The Accula™ System is a sample-to-answer nucleic acid PCR amplification platform for rapid testing, with the simplicity, convenience, and procedural familiarity of traditional rapid immunoassays. This is a highly accurate test and is the same rapid test used by the NFL. Test purpose: Used to detect an active COVID-19 infection Accuracy/Sensitivity: ~97%+ Sample Type: Shallow nasal swab Results Time: Results will be communicated to patients within 24 hours
The Accula™ SARS-CoV-2 Test is a molecular in vitro diagnostic test utilizing polymerase chain reaction (PCR) and lateral flow technologies for the qualitative, visual detection of the coronavirus SARS-CoV-2 viral RNA. The Accula SARS-CoV-2 Test uses nasal swab specimens, collected from patients suspected of COVID-19 by their healthcare provider.

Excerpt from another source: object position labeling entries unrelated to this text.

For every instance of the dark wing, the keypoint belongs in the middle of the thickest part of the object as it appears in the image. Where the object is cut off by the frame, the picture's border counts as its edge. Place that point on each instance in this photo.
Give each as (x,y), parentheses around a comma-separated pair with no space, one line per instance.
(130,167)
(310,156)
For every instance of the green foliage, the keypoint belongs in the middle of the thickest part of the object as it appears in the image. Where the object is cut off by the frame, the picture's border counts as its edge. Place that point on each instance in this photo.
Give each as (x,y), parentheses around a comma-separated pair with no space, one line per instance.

The Accula SARS-CoV-2 Test using nasal swab specimens is also authorized to be distributed and used in patient care settings outside of the clinical laboratory environment.

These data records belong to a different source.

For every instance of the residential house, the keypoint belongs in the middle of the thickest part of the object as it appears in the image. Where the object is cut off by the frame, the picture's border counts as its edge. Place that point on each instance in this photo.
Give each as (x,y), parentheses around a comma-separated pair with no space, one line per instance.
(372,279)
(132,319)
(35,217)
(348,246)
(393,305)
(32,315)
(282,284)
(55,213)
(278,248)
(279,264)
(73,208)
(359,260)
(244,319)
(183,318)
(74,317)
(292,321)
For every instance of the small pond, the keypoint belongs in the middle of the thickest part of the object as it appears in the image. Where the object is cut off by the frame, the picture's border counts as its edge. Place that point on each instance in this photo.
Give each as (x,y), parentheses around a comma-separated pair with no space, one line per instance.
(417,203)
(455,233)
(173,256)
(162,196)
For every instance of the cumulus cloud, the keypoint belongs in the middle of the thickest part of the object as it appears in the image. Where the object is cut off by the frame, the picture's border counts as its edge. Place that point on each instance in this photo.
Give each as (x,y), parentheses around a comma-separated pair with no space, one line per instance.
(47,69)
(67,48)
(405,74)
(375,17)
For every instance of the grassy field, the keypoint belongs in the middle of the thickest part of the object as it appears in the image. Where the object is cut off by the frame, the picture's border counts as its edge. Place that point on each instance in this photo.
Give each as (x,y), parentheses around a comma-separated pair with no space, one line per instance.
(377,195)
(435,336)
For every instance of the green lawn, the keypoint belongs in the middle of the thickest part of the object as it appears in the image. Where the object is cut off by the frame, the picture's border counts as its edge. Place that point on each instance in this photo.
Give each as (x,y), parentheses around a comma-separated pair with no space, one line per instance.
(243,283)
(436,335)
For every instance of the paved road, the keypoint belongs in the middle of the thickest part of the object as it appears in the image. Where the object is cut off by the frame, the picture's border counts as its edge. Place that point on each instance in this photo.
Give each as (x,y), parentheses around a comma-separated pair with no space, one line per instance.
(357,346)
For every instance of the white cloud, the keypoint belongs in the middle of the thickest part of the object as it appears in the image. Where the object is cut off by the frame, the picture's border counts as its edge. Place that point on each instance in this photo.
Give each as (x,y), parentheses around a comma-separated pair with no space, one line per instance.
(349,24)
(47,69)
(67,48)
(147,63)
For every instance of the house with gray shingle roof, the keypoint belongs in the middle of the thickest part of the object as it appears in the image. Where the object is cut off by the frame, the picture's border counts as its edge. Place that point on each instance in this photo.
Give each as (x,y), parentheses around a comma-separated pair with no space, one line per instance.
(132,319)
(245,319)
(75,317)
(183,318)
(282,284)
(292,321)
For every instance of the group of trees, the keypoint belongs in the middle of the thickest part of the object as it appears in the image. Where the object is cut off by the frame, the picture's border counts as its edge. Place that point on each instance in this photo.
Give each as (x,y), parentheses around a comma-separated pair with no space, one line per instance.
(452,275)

Test type: Molecular in vitro diagnostic test utilizing polymerase chain reaction (PCR) and lateral flow technologies for the qualitative, visual detection of the coronavirus SARS-CoV-2 viral RNA.
Specimen type: Nasal
Turnaround time: Approximately 30 minutes
Positive results indicate the presence of viral antigens, but clinical correlation with patient history and other diagnostic information is necessary to determine infection status.
Negative results should be treated as presumptive, do not rule out SARS-CoV-2 infection and should not be used as the sole basis for treatment or patient management decisions, including infection control decisions.